Another explanation as to their longevity is found in 2 Nephi 2:21, but the lengthening out the longevity of life based on righteousness theme is also found in Helaman 7:24. The explanation I have long been familiar with, though, is what is found in Lectures on Faith which states:

“From the foregoing it is easily to be seen, not only how the knowledge of God came into the world, but upon what principle it was preserved; that from the time it was first communicated, it was retained in the minds of righteous men, who taught not only their own posterity but the world; so that there was no need of a new revelation to man, after Adam’s creation to Noah, to give them the first idea or notion of the existence of a God; and not only of a God, but the true and living God.” (Lectures on Faith, 2:44.)

 All the above information in this short blog post begs the question, "therefore, what?" as President Packer used to say. In other words, what does this knowledge do for us as we seek to apply gospel principles to our lives?

First, and not as important, it is just interesting to know the nuances and differences that are had not just in ancient texts but in Joseph Smith's own records. All this is another example of how revelation was an evolutionary process for him and not a simple fax machine from heaven formula that is often portrayed. We can perhaps let our understandings evolve and change at times based on the better information that is received.

Secondly, the various explanations as to why the patriarchs' lives were lengthened out can serve as an example to us of how our time in this life is best served; especially considering how much shorter our lifetime is now.

Like the ancients, we can repent and have the need to repent (see 2 Nephi 2:21).

Like the ancients, as we choose to let God prevail in our lives our days will become longer in the land; most likely not during our mortal probation, but during a time when the "meek will inherit the earth" (see Psalms 37:11 & Matthew 5:5). We can live in such a way so as to inherit our eventual "lands of promise".

Like the ancients, we can dedicate ourselves to learning. Their lives, along with many others, are a testament to how the process of scholastic learning combined with being a disciple of Jesus Christ is a worthy cause. Assuming Josephus is correct, the acquisition of knowledge was important enough to lengthen out the days of the ancients. That might suggest to us how the Lord views our education.

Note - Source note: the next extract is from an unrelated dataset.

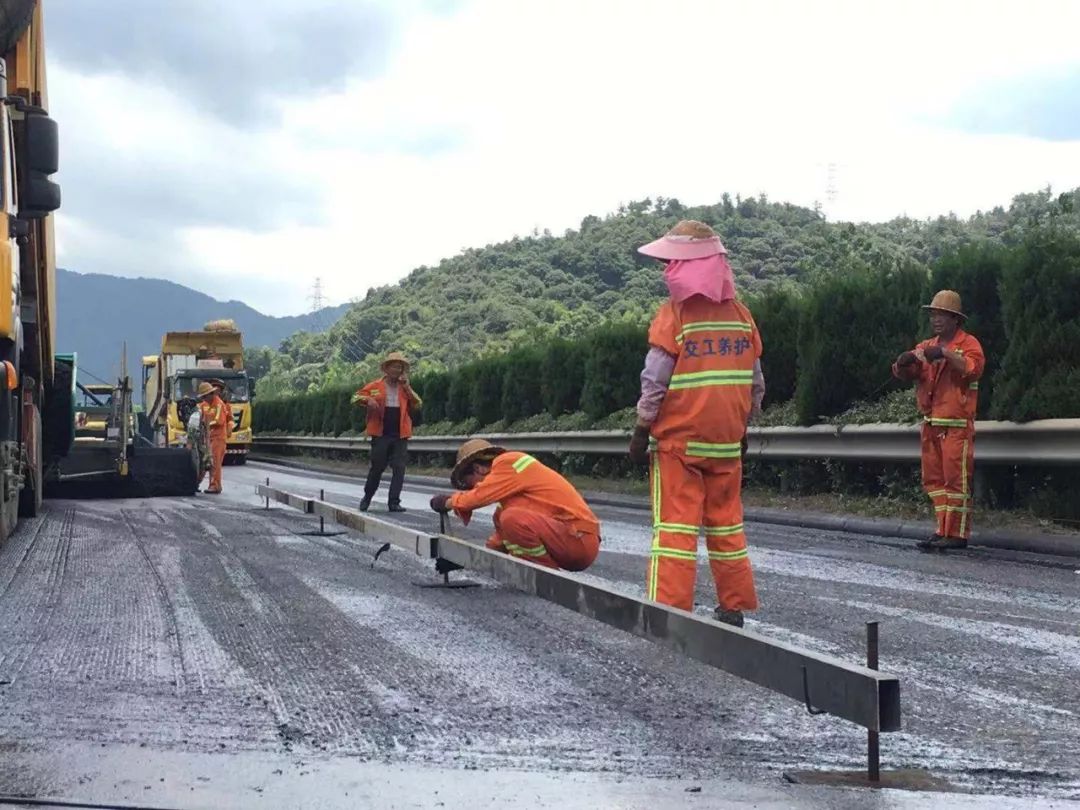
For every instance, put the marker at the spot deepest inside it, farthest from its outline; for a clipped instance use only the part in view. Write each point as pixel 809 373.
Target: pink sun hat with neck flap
pixel 688 240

I, personally, am somewhat skeptical of the Lectures on Faith's explanation, but, nevertheless, like the ancients, we should exhaust our lives teaching our posterity and the world the gospel of Jesus Christ.

These are just some of the themes and principles we can extract from a rather dry chapter in Genesis chapter 5. I'll note too that I never touched the interesting wording and placement of Enoch in the genealogical record.